Mirrored glass. The extensive mirrored glazing allows an unconstrained view from the control room of coordinated activity across the two rooms, which is valuable when running investigations that involve networked collaborations. (We calculated the observation and masking ratios provided by various grades of mirrored glass, and can provide advice to others on these matters. We acknowledge the help of Pilkington and G James Ltd.). When a view from the control room into the test rooms is not needed, concertina blinds can be pulled down over all glazed surfaces in the test rooms, creating a warmer atmosphere. AV can still be picked up in the test rooms and relayed to recording equipment in the control room.

AV fitout. The original UQUL fitout used Panasonic dome cameras with inbuilt, remotely controlled, silent pan-tilt-zoom-focus capabilities. The three cameras assigned to each test room can be repositioned to any of 11 locations in each test room, including a centre ceiling location to capture tabletop collaborations. The cameras are also effective in extremely low-light conditions, allowing us to simulate C2 or combat centre operations (eg submarines). Audio pickup is achieved with a sensitive pressure zone microphone in each test room that is mounted high above the glass on the control room side of the room. These microphones provide excellent audio quality without requiring participants to wear lapel microphones or encounter desk-mounted microphones. Altogether, with this equipment participants report that the AV pickup in each test room is very non-intrusive.

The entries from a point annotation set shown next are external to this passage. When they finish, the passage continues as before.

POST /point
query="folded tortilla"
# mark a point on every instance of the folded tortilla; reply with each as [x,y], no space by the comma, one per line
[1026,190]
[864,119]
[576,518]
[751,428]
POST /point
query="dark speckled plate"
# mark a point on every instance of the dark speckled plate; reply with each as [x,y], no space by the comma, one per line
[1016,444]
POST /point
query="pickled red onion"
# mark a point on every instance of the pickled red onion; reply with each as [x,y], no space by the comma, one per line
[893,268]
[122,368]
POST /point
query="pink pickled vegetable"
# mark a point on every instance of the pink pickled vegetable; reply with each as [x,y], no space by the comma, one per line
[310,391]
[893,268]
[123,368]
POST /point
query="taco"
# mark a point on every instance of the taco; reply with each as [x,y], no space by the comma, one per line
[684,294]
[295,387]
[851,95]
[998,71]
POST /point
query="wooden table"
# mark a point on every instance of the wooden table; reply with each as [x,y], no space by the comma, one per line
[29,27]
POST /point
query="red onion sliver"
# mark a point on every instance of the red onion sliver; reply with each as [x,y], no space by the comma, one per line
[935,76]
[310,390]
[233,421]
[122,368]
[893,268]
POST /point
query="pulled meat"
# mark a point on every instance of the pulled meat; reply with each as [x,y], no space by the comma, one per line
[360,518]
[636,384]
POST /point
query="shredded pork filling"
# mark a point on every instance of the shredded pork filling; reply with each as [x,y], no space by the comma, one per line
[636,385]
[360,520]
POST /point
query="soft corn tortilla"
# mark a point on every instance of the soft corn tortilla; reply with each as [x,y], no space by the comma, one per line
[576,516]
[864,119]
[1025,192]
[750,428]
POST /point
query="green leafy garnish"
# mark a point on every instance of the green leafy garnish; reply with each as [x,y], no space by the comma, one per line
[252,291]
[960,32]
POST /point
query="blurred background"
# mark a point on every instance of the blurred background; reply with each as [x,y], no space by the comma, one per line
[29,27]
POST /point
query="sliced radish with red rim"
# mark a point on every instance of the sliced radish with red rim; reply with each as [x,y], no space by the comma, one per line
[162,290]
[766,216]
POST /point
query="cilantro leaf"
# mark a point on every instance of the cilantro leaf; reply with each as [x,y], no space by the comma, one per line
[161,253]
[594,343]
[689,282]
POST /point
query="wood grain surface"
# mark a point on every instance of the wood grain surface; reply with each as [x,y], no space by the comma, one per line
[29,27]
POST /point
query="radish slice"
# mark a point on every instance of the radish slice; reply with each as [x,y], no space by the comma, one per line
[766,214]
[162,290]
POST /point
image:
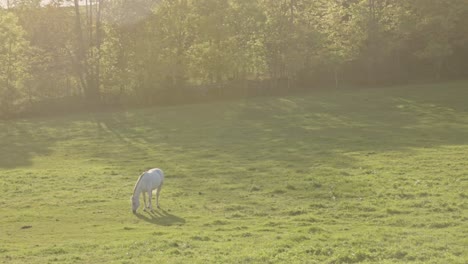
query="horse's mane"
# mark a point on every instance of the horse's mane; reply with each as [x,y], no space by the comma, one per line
[138,181]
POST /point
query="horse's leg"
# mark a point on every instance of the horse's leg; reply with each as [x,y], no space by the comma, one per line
[144,199]
[150,194]
[157,195]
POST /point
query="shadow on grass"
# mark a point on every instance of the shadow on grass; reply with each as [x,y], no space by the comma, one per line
[160,217]
[20,142]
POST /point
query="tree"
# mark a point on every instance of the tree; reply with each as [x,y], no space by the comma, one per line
[14,69]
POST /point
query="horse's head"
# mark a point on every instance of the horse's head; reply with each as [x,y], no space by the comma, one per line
[135,203]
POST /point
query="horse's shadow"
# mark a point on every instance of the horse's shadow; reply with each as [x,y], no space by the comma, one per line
[160,217]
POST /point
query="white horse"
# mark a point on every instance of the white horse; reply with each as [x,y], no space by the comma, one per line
[146,183]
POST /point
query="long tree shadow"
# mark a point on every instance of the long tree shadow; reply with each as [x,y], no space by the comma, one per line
[160,217]
[21,141]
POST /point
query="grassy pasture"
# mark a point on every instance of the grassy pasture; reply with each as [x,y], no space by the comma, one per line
[363,176]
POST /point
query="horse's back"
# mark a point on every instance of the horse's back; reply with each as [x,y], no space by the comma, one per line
[153,178]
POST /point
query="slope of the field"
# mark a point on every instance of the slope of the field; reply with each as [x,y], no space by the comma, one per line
[362,176]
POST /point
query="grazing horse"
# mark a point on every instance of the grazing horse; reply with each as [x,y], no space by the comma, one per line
[146,183]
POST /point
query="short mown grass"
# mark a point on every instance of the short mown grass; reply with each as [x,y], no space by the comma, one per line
[361,176]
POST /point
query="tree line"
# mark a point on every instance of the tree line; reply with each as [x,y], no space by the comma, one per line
[101,52]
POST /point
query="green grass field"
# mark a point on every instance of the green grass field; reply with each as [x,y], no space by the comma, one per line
[361,176]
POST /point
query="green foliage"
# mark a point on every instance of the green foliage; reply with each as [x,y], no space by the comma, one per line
[14,70]
[363,176]
[181,50]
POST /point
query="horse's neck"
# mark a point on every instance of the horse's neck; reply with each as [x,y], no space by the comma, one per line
[137,190]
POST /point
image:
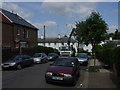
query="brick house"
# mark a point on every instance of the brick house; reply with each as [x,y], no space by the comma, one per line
[16,31]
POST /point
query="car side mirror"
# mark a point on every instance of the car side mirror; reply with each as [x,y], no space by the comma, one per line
[51,64]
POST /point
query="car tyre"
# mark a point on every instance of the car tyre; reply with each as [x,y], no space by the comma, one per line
[19,67]
[74,81]
[47,81]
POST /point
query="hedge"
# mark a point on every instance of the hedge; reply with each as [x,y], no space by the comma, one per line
[9,52]
[109,56]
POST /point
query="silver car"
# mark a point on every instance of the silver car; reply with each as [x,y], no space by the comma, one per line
[40,58]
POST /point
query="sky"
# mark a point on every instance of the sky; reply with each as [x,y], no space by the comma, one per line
[61,17]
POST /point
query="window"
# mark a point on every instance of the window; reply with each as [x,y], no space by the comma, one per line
[18,31]
[24,33]
[24,44]
[27,34]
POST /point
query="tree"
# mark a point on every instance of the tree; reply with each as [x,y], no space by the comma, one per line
[92,30]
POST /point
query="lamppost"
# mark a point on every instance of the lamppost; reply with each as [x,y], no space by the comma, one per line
[59,37]
[44,35]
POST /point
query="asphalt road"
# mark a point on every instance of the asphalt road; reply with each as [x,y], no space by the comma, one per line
[33,77]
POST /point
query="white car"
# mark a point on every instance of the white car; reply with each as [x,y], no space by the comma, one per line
[40,58]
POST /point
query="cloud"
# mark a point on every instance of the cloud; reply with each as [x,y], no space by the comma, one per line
[17,9]
[112,29]
[48,24]
[69,9]
[81,0]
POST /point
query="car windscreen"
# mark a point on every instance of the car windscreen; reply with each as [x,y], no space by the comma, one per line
[82,55]
[51,54]
[65,49]
[37,55]
[15,58]
[64,62]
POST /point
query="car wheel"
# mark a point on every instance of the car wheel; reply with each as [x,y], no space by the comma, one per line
[74,81]
[47,81]
[78,74]
[19,67]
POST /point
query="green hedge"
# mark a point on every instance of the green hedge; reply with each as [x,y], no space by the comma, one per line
[117,59]
[109,55]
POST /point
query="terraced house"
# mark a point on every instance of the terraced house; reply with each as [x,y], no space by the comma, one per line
[17,32]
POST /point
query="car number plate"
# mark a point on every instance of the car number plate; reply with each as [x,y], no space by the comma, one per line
[5,66]
[57,78]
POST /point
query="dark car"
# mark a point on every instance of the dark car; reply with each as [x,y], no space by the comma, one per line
[18,62]
[63,70]
[83,58]
[52,56]
[40,58]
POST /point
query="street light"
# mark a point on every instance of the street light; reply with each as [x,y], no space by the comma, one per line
[44,35]
[59,37]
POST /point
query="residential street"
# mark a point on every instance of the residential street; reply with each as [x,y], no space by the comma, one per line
[33,77]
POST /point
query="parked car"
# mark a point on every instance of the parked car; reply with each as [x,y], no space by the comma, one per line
[83,58]
[40,58]
[52,56]
[63,70]
[18,62]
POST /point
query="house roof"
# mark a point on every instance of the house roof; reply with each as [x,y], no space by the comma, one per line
[17,19]
[55,40]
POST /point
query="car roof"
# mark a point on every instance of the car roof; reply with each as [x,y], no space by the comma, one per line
[66,58]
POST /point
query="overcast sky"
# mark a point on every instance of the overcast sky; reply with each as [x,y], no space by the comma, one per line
[61,17]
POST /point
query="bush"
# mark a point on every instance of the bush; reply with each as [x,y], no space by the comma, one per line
[117,59]
[109,55]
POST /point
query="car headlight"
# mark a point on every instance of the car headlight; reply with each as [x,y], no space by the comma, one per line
[49,73]
[12,64]
[50,57]
[36,59]
[67,75]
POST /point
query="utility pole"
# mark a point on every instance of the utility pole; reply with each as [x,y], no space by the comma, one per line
[44,35]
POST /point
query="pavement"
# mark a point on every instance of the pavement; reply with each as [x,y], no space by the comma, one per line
[102,79]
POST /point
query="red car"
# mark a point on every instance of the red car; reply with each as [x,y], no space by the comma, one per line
[63,70]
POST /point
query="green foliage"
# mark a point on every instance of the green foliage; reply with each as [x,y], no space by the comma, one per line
[109,55]
[117,59]
[92,30]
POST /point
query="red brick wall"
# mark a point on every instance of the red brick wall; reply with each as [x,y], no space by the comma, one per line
[9,34]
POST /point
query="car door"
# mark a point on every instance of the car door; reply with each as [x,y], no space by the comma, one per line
[77,67]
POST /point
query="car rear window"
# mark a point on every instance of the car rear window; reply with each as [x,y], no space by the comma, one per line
[64,62]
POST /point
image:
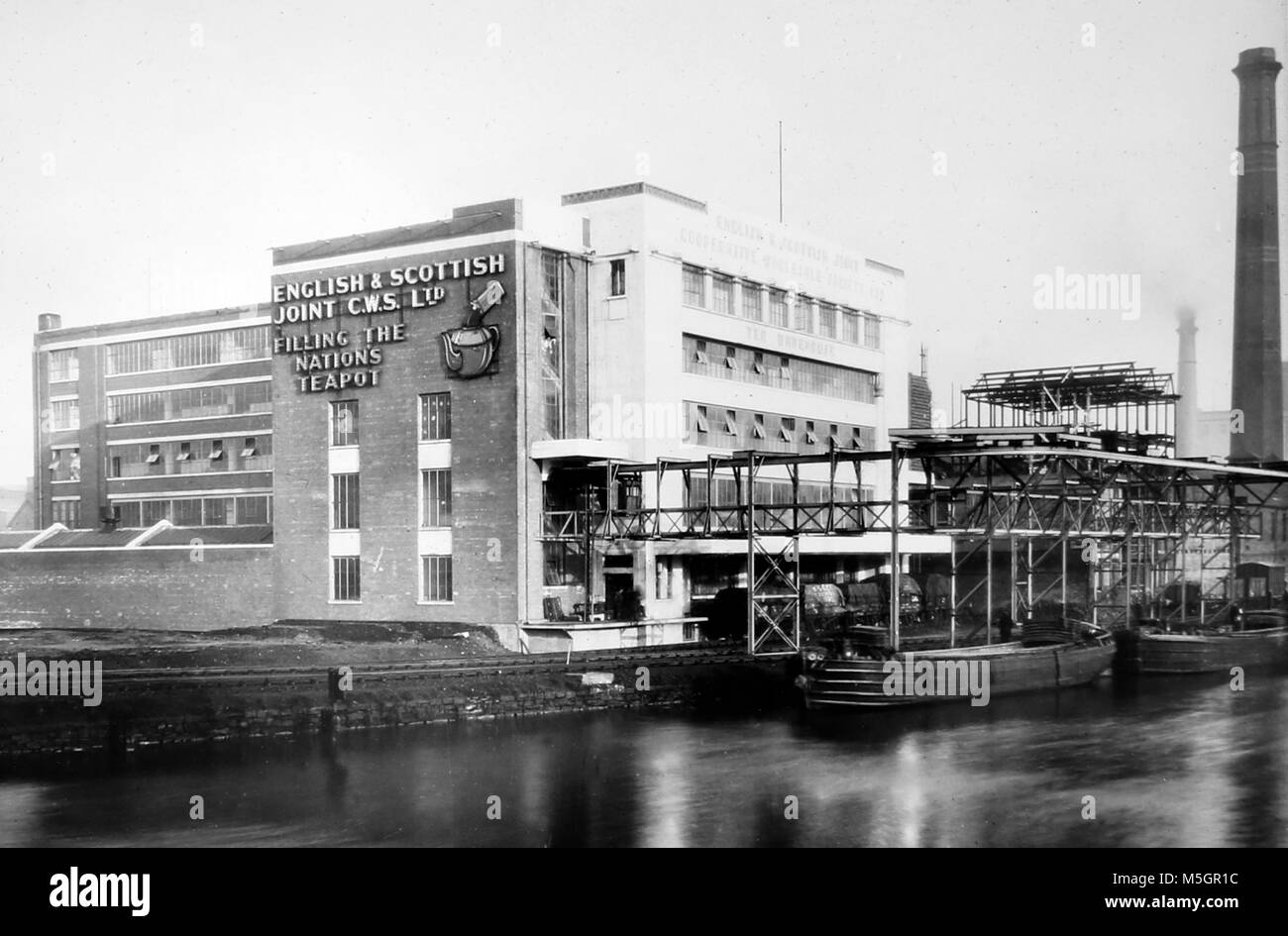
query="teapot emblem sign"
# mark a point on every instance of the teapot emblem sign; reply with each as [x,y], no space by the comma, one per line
[471,349]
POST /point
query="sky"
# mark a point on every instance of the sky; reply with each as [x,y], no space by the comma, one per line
[154,153]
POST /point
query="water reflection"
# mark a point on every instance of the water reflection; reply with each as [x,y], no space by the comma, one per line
[1170,763]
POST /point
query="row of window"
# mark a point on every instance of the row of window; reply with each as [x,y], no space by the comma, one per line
[181,511]
[750,365]
[194,456]
[760,303]
[436,419]
[188,403]
[436,578]
[436,499]
[188,351]
[711,425]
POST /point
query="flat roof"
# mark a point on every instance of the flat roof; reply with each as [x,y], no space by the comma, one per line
[634,188]
[484,218]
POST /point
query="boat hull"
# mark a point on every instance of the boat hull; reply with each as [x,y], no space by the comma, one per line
[1192,653]
[837,683]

Equipment. Increasingly, our equipment must support investigations in the field as well as in the UQUL itself. Equipment for the test rooms includes PC and Mac computers. We have considerable field experience with battery-powered portable headcam data collection methods, which let us record people's activity. CERG's equipment inventory includes various head-mounted camera arrangements and a custom-built eyetracker for field research.

AV recording. In original fitout of the control room, there is redundant equipment for each test room that can nonetheless be flexibly configured to collect AV from test room 1, test room 2, or both. AV input can be collected onto various forms of storage media. Quad, picture-in-picture, and other vision mixing options are available.

AV analysis and editing. In our AV room, we have a wide variety of playback and editing equipment and various video analysis tools. We also have a sound generation workstation with high-end reference speakers for our sonification work.